It can be tough to like your job, much less love it. You’re putting your time and effort at the disposal of someone else, and they’re mostly just interested in you … getting work done. How unfair!
That’s what sets people on the direction of starting their own company and being their own boss. Unfortunately, there’s a whole other bunch of tradeoffs involved in doing that.
How do you keep yourself from getting burned out in your job? You’d like to think that the transaction is simple: You do valuable work, and the company pays you in return.
There’s a number of pitfalls in this simplistic approach:
- What the company defines as valuable may not be very motivating for you (even if you’re pretty good at it).
- The pay’s power to motivate you diminishes over time as you adjust your lifestyle and expectations.
- This totally ignores the fact that you, your boss, and your co-workers are all complex human beings with desires, aspirations, and lives outside work.

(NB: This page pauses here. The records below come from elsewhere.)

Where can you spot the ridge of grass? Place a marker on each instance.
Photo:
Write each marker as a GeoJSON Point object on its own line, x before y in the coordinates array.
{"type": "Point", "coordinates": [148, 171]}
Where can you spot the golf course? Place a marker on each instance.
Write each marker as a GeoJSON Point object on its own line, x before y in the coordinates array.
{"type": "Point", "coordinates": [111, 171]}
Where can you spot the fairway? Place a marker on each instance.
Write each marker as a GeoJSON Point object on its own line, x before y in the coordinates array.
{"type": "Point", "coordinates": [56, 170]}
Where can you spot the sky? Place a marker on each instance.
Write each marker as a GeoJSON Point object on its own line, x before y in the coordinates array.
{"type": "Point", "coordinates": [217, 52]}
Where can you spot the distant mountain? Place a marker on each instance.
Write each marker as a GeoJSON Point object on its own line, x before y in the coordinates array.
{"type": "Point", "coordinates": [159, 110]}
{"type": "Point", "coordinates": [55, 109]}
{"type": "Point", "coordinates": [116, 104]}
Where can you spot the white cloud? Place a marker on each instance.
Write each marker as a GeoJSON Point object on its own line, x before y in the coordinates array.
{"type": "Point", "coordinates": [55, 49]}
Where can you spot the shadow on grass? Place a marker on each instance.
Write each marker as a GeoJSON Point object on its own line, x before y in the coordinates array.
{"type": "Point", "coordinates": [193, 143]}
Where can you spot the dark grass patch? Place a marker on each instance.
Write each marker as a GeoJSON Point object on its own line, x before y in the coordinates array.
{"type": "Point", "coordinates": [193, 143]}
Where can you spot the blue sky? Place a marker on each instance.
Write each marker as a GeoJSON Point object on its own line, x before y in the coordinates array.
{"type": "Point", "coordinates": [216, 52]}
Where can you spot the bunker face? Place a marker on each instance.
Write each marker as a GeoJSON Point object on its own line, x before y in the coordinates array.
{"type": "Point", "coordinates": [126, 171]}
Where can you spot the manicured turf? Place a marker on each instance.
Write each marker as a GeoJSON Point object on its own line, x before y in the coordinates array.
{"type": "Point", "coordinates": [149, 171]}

- In almost every work environment, you’re competing against other companies and organizations which are constantly increasing performance expectations.
What would change if you were working in partnership with your boss?
In a partnership, you focus mostly on the commonalities, where you agree and share goals. Where do you agree with your boss?
- You both want work to get done which has value.
- You’d both like to have that generate a paycheck which is fair.
- You’d both like the work environment to be motivating and productive.
- You’d like to like working with each other.
This will have some twists and turns, of course, but you get the idea.
When you gather around shared goals, you’ll start seeing the difference as more minor, just annoyances to be worked on. You won’t tend to fixate on them.
What are you doing to develop a partnership with your boss and co-workers?